Call for Papers
Journal of Australian Political Economy special issue
Reversing the Resource Curse? Energy Transition and Decolonisation
Editors: Nicole Gooch, Ruchira Talukdar, James Goodman and Stuart Rosewarne
Below-ground deposits – minerals, oil and gas – are described as forms of wealth, as ‘resources’, to denote their value. Yet resource-rich countries are often afflicted with a resource ‘curse’, where dependency on resource extraction, expropriation and commodification can compromise connections to land and especially undermine Indigenous cultures, and at the same time skew the economy limiting prospects for human development and ecological sustainability. Such countries struggle to retain benefits from the process of extracting resource rents, the ‘free gift’ of ecology, which can denude the economy as well as degrade the environment. Often governments seek to move away from dependency, diversifying the economy and converting extractivist ‘rust belts’. These efforts at reversing the ‘curse’ are longstanding, and in some cases have been effective in opening new trajectories for social change and development.
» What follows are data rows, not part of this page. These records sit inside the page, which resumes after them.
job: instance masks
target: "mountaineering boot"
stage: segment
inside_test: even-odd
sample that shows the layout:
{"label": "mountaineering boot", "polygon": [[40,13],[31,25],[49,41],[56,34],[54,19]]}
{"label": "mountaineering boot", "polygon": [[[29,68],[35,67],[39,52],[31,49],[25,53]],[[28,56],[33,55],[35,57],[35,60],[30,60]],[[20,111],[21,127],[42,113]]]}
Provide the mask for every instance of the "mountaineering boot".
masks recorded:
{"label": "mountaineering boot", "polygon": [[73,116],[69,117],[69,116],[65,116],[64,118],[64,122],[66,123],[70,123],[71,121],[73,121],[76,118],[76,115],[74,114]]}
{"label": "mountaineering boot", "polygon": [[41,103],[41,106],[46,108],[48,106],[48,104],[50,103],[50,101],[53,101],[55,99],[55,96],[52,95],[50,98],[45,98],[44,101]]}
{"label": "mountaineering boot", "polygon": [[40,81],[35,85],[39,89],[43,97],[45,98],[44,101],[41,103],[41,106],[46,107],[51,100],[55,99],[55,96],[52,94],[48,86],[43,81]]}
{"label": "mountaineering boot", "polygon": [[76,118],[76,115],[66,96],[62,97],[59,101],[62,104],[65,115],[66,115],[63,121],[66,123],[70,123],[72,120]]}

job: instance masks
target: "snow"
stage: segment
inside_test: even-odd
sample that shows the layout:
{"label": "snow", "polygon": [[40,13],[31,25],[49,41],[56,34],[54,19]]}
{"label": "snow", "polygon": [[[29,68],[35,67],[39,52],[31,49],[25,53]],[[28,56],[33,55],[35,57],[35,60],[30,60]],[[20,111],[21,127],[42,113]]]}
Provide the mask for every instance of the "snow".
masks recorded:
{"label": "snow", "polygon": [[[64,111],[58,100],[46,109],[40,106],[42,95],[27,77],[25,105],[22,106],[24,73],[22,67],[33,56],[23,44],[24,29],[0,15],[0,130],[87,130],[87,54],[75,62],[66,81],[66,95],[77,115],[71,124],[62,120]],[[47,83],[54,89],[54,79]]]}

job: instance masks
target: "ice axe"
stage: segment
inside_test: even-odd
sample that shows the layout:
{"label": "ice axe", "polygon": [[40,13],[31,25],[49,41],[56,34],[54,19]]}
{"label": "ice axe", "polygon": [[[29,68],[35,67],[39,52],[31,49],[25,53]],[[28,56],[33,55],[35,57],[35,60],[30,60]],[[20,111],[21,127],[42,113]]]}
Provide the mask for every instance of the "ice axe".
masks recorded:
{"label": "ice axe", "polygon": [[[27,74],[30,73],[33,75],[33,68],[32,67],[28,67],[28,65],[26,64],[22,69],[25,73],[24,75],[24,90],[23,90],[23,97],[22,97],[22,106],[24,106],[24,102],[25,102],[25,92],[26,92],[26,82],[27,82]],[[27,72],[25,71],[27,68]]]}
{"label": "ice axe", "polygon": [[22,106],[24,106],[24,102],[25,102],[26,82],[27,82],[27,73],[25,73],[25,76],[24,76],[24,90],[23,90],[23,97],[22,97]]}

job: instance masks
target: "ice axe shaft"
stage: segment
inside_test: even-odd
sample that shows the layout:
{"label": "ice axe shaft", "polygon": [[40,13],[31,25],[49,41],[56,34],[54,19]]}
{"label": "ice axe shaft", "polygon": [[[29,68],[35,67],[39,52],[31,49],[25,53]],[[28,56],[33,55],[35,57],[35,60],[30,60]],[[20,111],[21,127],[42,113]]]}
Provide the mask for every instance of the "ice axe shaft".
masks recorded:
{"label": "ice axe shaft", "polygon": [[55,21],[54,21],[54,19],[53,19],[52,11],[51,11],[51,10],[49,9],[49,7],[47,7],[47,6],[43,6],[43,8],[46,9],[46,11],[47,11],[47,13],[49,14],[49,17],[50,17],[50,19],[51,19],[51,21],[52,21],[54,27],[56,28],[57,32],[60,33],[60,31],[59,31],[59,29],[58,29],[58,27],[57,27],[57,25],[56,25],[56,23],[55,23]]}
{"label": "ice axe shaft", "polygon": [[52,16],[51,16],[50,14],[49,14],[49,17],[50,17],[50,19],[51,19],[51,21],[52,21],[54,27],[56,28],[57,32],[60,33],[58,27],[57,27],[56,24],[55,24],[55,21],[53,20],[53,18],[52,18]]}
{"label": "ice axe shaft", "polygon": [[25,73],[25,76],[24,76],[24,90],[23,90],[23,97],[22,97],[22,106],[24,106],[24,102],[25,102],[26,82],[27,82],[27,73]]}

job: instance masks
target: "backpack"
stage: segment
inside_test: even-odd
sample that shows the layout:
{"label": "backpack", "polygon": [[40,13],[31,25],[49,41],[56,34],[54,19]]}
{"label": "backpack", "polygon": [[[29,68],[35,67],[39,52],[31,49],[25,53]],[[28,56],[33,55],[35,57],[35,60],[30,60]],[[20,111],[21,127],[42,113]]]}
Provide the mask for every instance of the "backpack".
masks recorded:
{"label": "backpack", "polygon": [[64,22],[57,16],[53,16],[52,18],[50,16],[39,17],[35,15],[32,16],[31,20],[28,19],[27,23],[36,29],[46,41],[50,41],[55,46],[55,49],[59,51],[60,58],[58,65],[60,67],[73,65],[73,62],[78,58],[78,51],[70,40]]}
With an intensifying socio-ecological crisis and the widening challenge to ethno-global apartheid, extractivism is increasingly contested. Destruction of Indigenous culture in the name of extraction has become highly politicised, as have efforts at extracting resources in decolonising contexts. Challenges to racialised and unequal displacements, of local culture and livelihood, have meshed with growing concerns about impacts on the environment, already widely degraded under climate change. The emergence of alternative development pathways, with reduced ecological impacts, has only increased the pressure on existing extractivist models.
The global energy transition has sharpened the critique of fossil fuel dependence, intensifying the focus on the destructive impacts of extraction through the supply chain to combustion. At the same time, the growing development of renewable energy is not immune from critique. Wind, hydro and solar power require access to land. Further, renewable ‘resources’ are also not unlimited and can rely on expanded extraction of key minerals. The consequences of the turn from fossil fuels to renewables are widespread for cities, regions and countries, and engender a wide and deepening debate about ‘just transitions’. Contesting new resource curses, post-fossil fuels, can open new agendas for energy democracy, for decarbonised de-growth, and other transformations beyond the corporate-led ‘green economy’.
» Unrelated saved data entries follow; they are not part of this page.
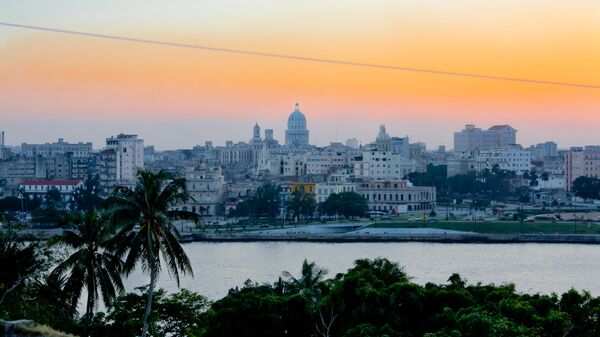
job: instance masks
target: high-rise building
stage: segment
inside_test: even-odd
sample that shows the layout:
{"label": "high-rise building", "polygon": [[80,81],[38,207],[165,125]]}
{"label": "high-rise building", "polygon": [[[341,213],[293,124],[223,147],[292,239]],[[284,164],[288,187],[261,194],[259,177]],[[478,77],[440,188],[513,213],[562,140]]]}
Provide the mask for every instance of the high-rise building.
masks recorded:
{"label": "high-rise building", "polygon": [[573,147],[565,153],[565,188],[579,177],[600,178],[600,146]]}
{"label": "high-rise building", "polygon": [[288,117],[288,127],[285,130],[285,145],[292,147],[308,146],[308,129],[306,128],[306,117],[300,111],[300,105],[296,103],[294,112]]}
{"label": "high-rise building", "polygon": [[106,139],[106,150],[101,152],[100,160],[104,162],[99,166],[107,169],[107,183],[133,185],[137,171],[144,168],[144,140],[137,135],[119,134]]}
{"label": "high-rise building", "polygon": [[464,130],[454,133],[454,151],[472,152],[502,147],[517,143],[517,130],[510,125],[494,125],[487,130],[465,126]]}

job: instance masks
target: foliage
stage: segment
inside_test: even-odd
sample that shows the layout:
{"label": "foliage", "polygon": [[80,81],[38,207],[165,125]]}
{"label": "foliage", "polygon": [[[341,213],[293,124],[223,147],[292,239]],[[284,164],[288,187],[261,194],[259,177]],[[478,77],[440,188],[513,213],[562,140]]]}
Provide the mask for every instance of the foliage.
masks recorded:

The forthcoming special issue of the Journal of Australian Political Economy seeks papers that consider these themes. Specifically, papers should address debates about overcoming the resource curse with emerging agendas for contesting extractivism and advancing energy transition. In addition, papers may seek to map-out the impacts of alternative models and assess the impacts of ‘reversing the resource curse’, for climate, livelihood and decolonisation.
Instructions to Authors
Papers should be up to 7,000 words (including references), and formatted according to the guidelines stipulated here.
Please include an abstract of 40-80 words along with all submissions.
Manuscripts should be sent to James Goodman (james.goodman@uts.edu.au).
All contributions will go through a double-blind refereeing process to determine their suitability for publication.
Deadline for Submissions: 12 April, 2021.